It’s getting to the point that listing all of Taylor Sheridan’s hit shows is akin to counting the stars in the sky, yet Landman has proven to be a standout. Set amid the West Texas oil boom, the series focuses on Tommy Norris (played by Billy Bob Thornton), solver of problems for M-Tex Oil.

At the end of the debut season, M-Tex owner — and Tommy’s longtime friend — Monty Miller (Jon Hamm) suffered a fatal heart attack, placing control of the company in Tommy’s hands. When the series returns, Monty’s widow, Cami (Demi Moore), is forced to step into service to help Tommy fend off threats to her late husband’s empire. “In season two, as oil rises from the earth, so do secrets — and Tommy’s breaking point may be closer than he realizes,” reads the new season’s logline. “Facing mounting pressure from M-Tex Oil, Cami Miller and the shadow of his kin, survival in West Texas isn’t noble — it’s brutal. And sooner or later something’s got to break.”

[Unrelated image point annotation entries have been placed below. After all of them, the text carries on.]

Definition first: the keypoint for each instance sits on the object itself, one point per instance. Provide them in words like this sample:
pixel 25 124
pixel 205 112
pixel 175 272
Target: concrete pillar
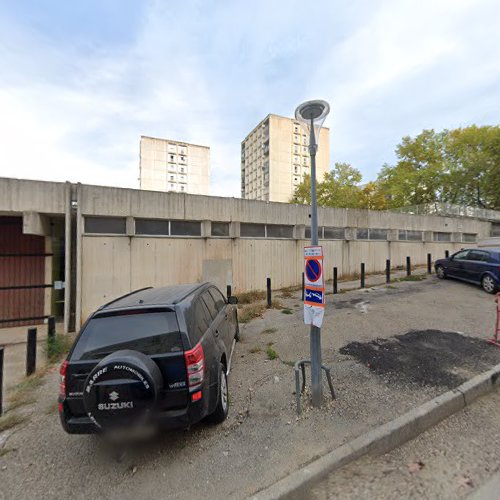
pixel 350 233
pixel 206 228
pixel 299 232
pixel 234 229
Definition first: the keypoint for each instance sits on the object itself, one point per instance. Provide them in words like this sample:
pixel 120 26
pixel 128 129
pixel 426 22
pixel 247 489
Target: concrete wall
pixel 110 265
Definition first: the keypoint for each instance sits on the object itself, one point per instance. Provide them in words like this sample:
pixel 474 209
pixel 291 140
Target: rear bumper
pixel 170 419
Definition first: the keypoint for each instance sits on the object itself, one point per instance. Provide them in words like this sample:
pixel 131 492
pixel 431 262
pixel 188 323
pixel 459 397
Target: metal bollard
pixel 51 328
pixel 1 380
pixel 31 352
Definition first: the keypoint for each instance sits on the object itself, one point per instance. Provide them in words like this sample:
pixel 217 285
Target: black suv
pixel 157 356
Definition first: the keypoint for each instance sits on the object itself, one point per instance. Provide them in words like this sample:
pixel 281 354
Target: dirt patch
pixel 426 357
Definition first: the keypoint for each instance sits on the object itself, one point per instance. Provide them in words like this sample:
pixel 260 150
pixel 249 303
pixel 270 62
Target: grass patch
pixel 289 292
pixel 5 450
pixel 251 297
pixel 251 311
pixel 413 277
pixel 271 353
pixel 57 347
pixel 276 304
pixel 269 330
pixel 10 420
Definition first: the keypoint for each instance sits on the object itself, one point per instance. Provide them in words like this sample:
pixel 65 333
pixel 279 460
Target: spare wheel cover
pixel 122 389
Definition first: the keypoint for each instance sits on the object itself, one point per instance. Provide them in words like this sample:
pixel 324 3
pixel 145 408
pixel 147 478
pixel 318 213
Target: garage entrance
pixel 22 275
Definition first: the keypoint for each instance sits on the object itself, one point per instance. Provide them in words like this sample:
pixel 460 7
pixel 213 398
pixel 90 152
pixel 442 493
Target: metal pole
pixel 51 328
pixel 1 380
pixel 31 352
pixel 315 345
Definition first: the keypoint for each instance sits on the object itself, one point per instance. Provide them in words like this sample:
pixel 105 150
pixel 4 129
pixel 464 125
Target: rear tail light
pixel 195 366
pixel 62 380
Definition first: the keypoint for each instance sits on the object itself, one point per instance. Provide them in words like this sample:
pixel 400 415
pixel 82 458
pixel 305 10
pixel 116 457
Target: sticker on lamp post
pixel 314 288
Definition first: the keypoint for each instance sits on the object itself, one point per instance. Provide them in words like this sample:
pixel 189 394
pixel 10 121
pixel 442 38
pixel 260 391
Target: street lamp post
pixel 312 114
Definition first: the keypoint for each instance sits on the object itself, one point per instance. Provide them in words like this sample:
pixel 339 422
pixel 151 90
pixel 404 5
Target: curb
pixel 383 438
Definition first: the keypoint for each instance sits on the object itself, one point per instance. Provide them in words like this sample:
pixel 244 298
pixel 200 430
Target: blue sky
pixel 80 82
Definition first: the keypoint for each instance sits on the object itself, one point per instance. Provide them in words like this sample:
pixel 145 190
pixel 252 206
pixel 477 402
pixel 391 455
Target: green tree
pixel 418 176
pixel 339 188
pixel 473 159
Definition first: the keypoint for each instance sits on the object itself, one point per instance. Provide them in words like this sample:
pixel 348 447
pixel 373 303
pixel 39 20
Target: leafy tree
pixel 473 157
pixel 417 178
pixel 339 188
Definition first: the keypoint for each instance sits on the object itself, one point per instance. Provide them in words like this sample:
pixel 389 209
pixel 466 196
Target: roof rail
pixel 123 296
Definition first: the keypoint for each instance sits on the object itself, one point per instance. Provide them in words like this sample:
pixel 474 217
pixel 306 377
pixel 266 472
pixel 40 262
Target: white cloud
pixel 207 73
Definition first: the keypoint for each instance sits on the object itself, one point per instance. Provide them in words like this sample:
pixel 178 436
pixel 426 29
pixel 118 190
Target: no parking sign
pixel 314 289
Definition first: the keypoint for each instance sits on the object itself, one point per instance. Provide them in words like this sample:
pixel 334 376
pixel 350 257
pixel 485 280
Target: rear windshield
pixel 147 332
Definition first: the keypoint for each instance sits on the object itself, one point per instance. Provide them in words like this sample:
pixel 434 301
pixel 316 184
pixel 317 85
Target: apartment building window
pixel 220 229
pixel 152 227
pixel 377 234
pixel 308 233
pixel 106 225
pixel 362 233
pixel 333 233
pixel 409 235
pixel 185 228
pixel 279 231
pixel 441 236
pixel 248 230
pixel 469 237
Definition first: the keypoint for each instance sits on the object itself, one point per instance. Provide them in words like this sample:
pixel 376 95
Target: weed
pixel 250 297
pixel 271 353
pixel 10 420
pixel 250 312
pixel 276 304
pixel 413 277
pixel 57 347
pixel 269 330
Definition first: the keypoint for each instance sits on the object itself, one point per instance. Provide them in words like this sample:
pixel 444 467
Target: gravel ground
pixel 451 460
pixel 262 440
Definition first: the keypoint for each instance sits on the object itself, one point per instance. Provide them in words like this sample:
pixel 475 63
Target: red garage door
pixel 22 274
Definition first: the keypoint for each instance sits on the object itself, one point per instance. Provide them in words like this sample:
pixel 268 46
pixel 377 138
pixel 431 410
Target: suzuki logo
pixel 113 396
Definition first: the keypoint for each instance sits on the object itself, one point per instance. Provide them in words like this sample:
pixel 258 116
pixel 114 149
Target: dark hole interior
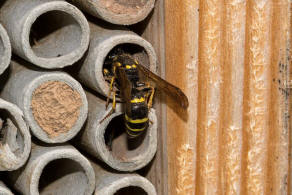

Landman on Paramount+. Pictured: Tommy’s ex-wife Angela (Ali Larter) and daughter Ainsley (Michelle Randolph).
Emerson Miller/Paramount+

Tommy has often been described as the role of Thornton’s already stellar career, and there’s a good reason for that. “Taylor wrote this series for me. I mean, specifically for me,” says Thornton. “ Because I had done that cameo for him in 1883, and he said, ‘I think I have your voice. I think I know how to write for you.’ And sure enough, when I read the first script of season one, I was like, ‘Yeah, you kind of got it down.’ ” 

While Thornton has grown comfortable enough with Tommy to improvise occasionally, he’s also well aware that Sheridan has the final say. “Taylor writes really great scripts, so you don’t have to do much. But if you feel like something in the moment, you just say it. So yeah, every now and then [laughs] I throw one in. But I’m as dumb as a bag of hammers,” Thornton says. “If he likes it, he keeps it. And if he doesn’t, he dumps it, which is very fair.”

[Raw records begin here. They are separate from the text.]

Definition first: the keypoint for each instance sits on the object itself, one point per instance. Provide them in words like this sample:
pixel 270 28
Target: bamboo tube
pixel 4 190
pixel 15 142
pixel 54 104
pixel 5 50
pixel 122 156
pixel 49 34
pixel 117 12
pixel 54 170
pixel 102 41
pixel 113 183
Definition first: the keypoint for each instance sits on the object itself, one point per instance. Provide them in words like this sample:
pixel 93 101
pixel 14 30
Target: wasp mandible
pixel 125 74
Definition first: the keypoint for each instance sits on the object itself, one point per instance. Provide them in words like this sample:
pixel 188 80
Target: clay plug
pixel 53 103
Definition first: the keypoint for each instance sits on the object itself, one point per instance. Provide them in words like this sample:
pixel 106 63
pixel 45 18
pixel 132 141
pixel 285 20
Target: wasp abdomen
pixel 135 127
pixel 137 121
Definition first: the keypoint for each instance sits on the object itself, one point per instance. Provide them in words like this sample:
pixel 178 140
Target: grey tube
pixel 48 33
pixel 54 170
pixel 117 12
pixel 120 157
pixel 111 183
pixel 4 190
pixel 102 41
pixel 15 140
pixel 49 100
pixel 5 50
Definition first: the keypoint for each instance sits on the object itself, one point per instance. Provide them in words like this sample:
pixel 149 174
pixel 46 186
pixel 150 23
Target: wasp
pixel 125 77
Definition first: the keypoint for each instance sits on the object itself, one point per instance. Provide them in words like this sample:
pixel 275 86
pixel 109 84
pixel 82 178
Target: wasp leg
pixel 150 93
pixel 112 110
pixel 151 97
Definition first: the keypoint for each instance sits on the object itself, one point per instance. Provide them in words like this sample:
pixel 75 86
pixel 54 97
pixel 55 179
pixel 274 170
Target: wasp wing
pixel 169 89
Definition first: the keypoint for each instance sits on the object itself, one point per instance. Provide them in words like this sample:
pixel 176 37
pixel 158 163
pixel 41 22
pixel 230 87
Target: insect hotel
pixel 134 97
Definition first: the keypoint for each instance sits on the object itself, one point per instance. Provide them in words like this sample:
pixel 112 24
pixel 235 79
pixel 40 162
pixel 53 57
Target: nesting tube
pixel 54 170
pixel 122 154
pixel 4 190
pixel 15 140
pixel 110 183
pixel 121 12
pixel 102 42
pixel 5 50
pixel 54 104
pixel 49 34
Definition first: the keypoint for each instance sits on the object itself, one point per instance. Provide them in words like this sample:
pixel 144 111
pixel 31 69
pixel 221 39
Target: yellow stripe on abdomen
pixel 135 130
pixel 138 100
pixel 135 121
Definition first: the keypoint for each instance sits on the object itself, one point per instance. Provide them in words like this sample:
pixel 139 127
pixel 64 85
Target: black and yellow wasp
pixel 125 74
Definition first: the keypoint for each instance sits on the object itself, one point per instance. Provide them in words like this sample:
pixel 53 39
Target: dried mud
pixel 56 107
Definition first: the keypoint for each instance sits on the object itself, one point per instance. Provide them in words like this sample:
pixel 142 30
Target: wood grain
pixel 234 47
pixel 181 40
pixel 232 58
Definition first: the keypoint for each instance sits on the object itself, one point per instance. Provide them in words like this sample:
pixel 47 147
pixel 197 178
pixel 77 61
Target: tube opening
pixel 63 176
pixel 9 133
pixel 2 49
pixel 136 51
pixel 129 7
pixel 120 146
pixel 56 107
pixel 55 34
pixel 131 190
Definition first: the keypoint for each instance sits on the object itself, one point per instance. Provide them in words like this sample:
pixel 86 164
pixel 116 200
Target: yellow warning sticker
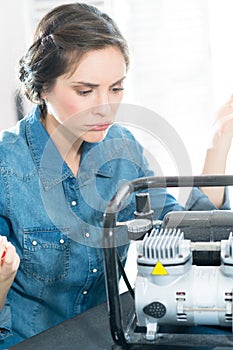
pixel 159 269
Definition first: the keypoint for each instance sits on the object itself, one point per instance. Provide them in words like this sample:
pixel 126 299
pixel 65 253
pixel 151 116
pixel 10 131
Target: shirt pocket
pixel 46 253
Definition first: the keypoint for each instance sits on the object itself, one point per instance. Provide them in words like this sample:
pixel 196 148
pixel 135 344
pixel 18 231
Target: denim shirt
pixel 54 219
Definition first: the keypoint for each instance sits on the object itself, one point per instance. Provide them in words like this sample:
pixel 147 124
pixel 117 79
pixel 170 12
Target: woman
pixel 62 164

Landman on Paramount+. Pictured: Mexican cartel boss Gallino (Andy Garcia) has aspirations to get into the oil business.
Emerson Miller/Paramount+

According to viewership numbers, Landman is Sheridan’s most-watched show, drawing a bigger audience than even established hits such as Yellowstone and Special Ops: Lioness. Thornton has a theory about why that is. “Landman has humour, it has absurdity, it has heavy drama, emotion, danger, all these different things,” he says. “So it kind of covers everything. And that’s the way the old movies were. You know, when we watched the movies of the ’30s, ’40s, ’50s, ’60s, they always had all of that stuff. And I think that’s why people respond to it. And I think one of the charming things about these characters, all of them, is that they say exactly what they say. There’s no holding back. And at the end of the day, isn’t that what art is really supposed to be? Isn’t it supposed to be, there are no rules, there are no fences here?”

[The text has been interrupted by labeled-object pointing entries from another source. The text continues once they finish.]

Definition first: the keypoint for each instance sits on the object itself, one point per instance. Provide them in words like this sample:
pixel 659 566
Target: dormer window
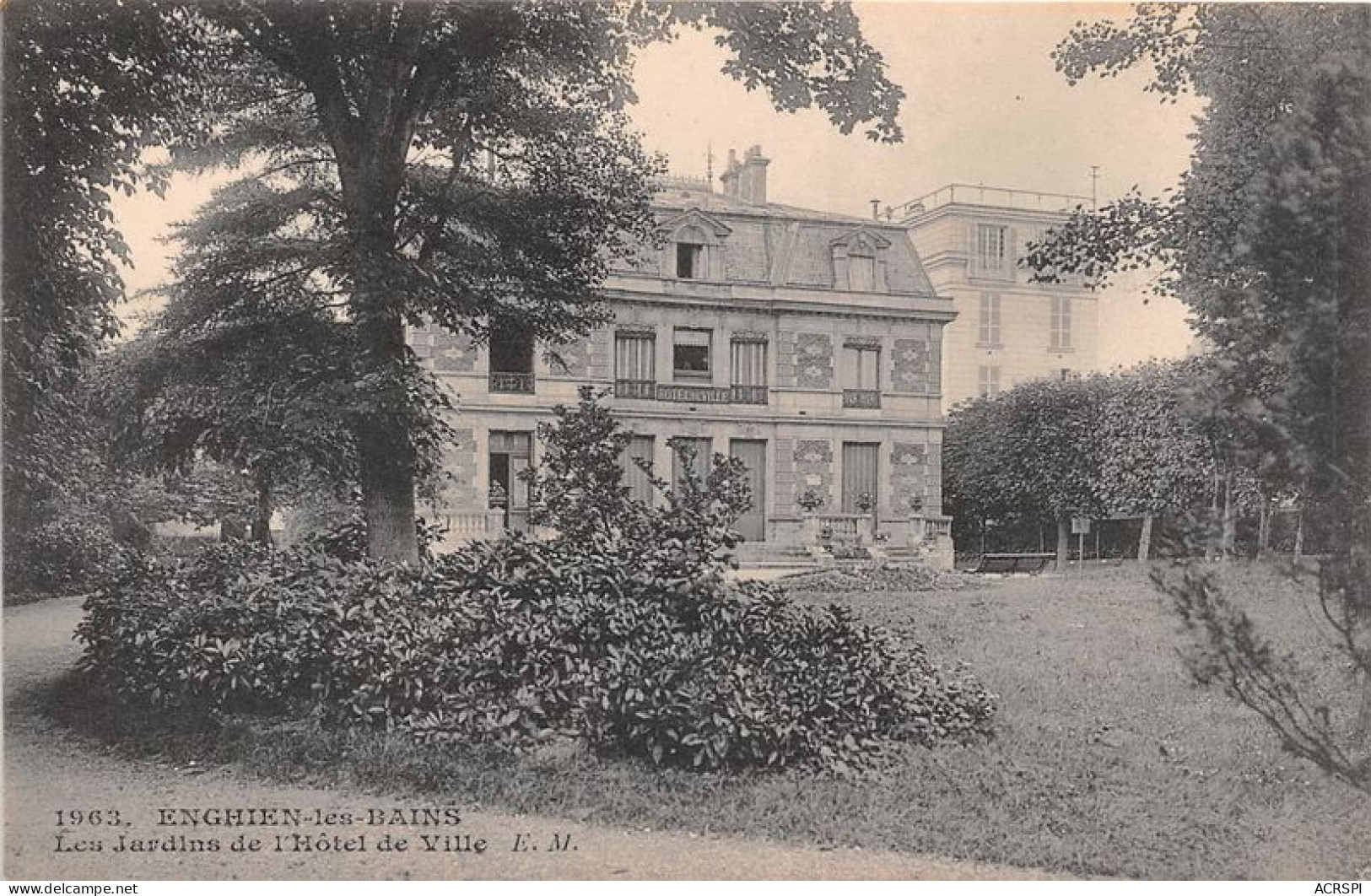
pixel 695 247
pixel 860 261
pixel 690 261
pixel 861 273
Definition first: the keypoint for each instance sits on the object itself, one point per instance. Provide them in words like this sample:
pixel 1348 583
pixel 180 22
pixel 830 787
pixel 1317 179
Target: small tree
pixel 1155 455
pixel 1034 450
pixel 1268 243
pixel 579 491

For Moore, Landman has been part of a career resurgence that culminated in her Oscar nod for The Substance. While Cami’s role was minor in the first season, she’s pushed to the forefront in the second. “Cami is facing a challenge that I’m grateful to say that I have not experienced, which is life after the loss of a partner, of a relationship that is really the foundation of her entire existence, and the stakes of that,” says Moore. “I think Cami is underestimated. She’s stepping into a world she doesn’t know except from the peripheral, and I think that she has the strength and resilience, which I also really identify with, to step in and take on the challenge no matter what the obstacles.”

Landman on Paramount+. Pictured: Cami Miller (Demi Moore) will be playing a far larger role than she did last season.
Emerson Miller/Paramount+

Just as Tommy had Monty’s back, his bond with Cami is equally solid. “You see they all kind of started together,” says Moore. “And I think that he’s really, in a sense, her only anchor. He’s her anchor and kind of port in the storm as it were . . . But really, with Monty gone, Tommy really is everything that’s kind of holding her in place for a world that is about to explode beyond what she has any knowledge and experience of.”

A new arrival this season is Sam Elliott, who jumped at the chance to reunite with Sheridan after having previously worked together on the Yellowstone prequel 1883. “I think 1883 was one of the great experiences of my career. And the opportunity to go back and work with Taylor again . . .” Elliott says. “I happen to think he’s one of the most brilliant writers in the game today.”

Landman on Paramount+. Pictured: Tommy’s estranged father, T.L. Norris (Sam Elliott) re-enters his life.
Emerson Miller/Paramount+

Elliott plays T.L. Norris, Tommy’s estranged father, a role that he admits gave him pause. “Probably the most difficult thing was realizing that I was old enough to be Billy Bob Thornton’s dad,” Elliott says with a laugh. “I’m not even sure that I’ve accepted that yet.”

Working with Sheridan wasn’t Elliott’s only draw to Landman. “I happen to be a huge Billy Bob Thornton fan for a long, long time,” says Elliott, who first met Thornton when they worked together in the 1993 western Tombstone. “He’s very generous as an actor,” Elliott says of Thornton. “And he, needless to say, takes care of business. He knows what he’s there for . . . We work hard, and we commit to whatever it is we’re doing. Try to make it real. No acting, just try to be real.”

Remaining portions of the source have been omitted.